With 25 Years of Experience, Lecturer Dustin Navarro Brings Real-World Context to the Latest Infosec Topics
Lecturer, Computer Science
IT Manager, Water Utility in California
MS, Boston University (MET’13); BS, University of California, Davis
What is your area of expertise?
My area of expertise is in information security. I have experience in both the private sector in the legal industry and in the public sector. In my day-to-day I direct the security of a critical infrastructure, so much of what I teach is based on real applications in this space. While I have a broad security background, my focus is on incident response, including vulnerability management, cyberforensics, and disaster recovery.
Please tell us about your work. Any current projects underway?
My responsibilities include the program management and security of enterprise systems (financial, billing, maintenance, reporting) for critical infrastructure. Currently, we are in the process of the annexation of another utilities service area. This extensive project will encompass taking over billing and financial systems and transitioning new customers. This initiative has significant infosec implications, as annexed systems need to be reconfigured, secured (and segmented), audited, and managed. There are significant compliance requirements (including PCI) that need to be managed during this process.
As for recent engagements, this past January I attended the 2020 California Society of Municipal Finance Officers (CSMFO) Annual Conference, where I shared “Not Just Another ERP Presentation: Two Agencies’ Experiences,” which covered lessons learned and best practices for a Financial ERP Implementation.
How does the subject you work in apply in practice? What is its application?

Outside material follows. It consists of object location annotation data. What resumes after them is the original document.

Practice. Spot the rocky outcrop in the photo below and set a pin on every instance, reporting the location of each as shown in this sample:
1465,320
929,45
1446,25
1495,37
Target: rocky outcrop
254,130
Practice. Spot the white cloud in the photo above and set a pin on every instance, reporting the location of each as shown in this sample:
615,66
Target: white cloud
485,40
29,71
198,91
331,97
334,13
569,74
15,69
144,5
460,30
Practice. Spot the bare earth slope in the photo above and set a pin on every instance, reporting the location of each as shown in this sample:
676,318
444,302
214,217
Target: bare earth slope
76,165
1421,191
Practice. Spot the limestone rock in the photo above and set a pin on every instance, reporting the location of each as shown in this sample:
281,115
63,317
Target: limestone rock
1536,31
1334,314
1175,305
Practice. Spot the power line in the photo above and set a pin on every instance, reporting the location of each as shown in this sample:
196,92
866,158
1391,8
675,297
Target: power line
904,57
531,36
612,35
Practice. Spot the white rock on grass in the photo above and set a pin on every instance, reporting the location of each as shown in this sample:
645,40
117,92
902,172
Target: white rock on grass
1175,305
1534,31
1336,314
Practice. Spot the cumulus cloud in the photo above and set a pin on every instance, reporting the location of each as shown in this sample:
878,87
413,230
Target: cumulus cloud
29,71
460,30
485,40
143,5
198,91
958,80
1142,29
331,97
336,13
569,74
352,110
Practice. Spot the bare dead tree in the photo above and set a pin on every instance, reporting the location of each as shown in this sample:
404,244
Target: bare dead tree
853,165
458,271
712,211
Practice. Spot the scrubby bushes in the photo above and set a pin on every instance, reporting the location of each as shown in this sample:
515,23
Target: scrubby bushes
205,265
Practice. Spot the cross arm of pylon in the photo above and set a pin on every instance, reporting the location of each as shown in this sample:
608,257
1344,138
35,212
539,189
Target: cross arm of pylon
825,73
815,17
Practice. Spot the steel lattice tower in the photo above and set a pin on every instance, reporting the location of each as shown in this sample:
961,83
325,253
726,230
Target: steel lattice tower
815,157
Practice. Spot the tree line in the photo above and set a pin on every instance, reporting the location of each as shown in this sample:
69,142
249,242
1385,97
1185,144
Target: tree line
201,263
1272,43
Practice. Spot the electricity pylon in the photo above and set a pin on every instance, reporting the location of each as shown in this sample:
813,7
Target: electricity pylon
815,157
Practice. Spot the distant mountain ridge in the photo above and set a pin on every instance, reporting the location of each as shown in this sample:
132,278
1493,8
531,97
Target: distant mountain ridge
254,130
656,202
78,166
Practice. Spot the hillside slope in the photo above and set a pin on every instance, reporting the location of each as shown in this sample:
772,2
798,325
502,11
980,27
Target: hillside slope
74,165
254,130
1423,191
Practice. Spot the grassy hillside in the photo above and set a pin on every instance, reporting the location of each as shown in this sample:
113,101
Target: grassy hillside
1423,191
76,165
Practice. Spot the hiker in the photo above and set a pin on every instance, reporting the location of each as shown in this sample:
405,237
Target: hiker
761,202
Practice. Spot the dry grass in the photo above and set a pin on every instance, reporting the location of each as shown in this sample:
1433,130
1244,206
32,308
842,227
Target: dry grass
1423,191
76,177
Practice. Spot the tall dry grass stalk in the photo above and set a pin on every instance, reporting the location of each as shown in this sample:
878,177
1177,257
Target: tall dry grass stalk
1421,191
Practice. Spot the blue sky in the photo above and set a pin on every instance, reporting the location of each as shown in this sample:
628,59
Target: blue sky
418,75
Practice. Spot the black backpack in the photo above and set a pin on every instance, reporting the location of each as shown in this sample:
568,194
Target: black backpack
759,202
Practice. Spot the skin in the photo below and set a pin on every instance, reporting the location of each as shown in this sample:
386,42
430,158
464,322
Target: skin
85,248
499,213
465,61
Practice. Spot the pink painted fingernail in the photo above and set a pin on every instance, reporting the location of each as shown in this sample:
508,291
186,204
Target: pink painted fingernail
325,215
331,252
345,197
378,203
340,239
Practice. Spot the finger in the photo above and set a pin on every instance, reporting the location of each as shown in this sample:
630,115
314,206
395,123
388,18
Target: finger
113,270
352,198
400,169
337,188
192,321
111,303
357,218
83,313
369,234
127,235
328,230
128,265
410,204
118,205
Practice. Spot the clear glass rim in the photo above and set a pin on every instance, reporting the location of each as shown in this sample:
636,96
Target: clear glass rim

At BU, I instruct across several areas of infosec and cyberforensics. Students hear “real-life” applications of the lesson through my experiences within the industry. Each semester, I incorporate into the coursework challenges we see securing infrastructure. For my digital forensics courses, recent discussions have focused on the emergence and evolution of ransomware in both the public and private sectors. I like to provide real examples of challenges that may emerge during an investigation. Incident response is a key topic in forensic investigations.
What courses do you teach at BU MET?
Currently, I teach Digital Forensics and Investigations (MET CS 693) and Mobile Forensics(MET CS 694). I have also taught courses in network and database forensics.
Please highlight a particular project within these courses that most interests your students. What “real-life” exercises do you bring to class?
The emergence of ransomware in the industry has been a very important topic to cover in the coursework. In the labs, students learn how to determine if something is encrypted, what type of encryption may be in use, steps to take if encryption is detected, and best practices when trying to defeat encryption. In the past, the “time sensitivity” of dealing with encryption has not been a major topic. Now detecting and defeating encryption has become an important part of the incident response process. There are implications to the business or end user to consider.
As a part-time faculty member, you straddle the professional and the academic worlds. What do you consider to be the unique value this brings to the classroom?
I love being able to speak to students about the “real” challenges we see in the day-to-day industry. Providing them with context through real examples is key, and makes the course as topical as it can be. I have worked within information technology in both the legal and public sector for over 25 years. That is a lot of lessons learned! Being able to share those experiences and provide context to coursework is a joy.
I firmly believe that part-time faculty can provide valuable industry experience—key context that will enhance the student’s learning.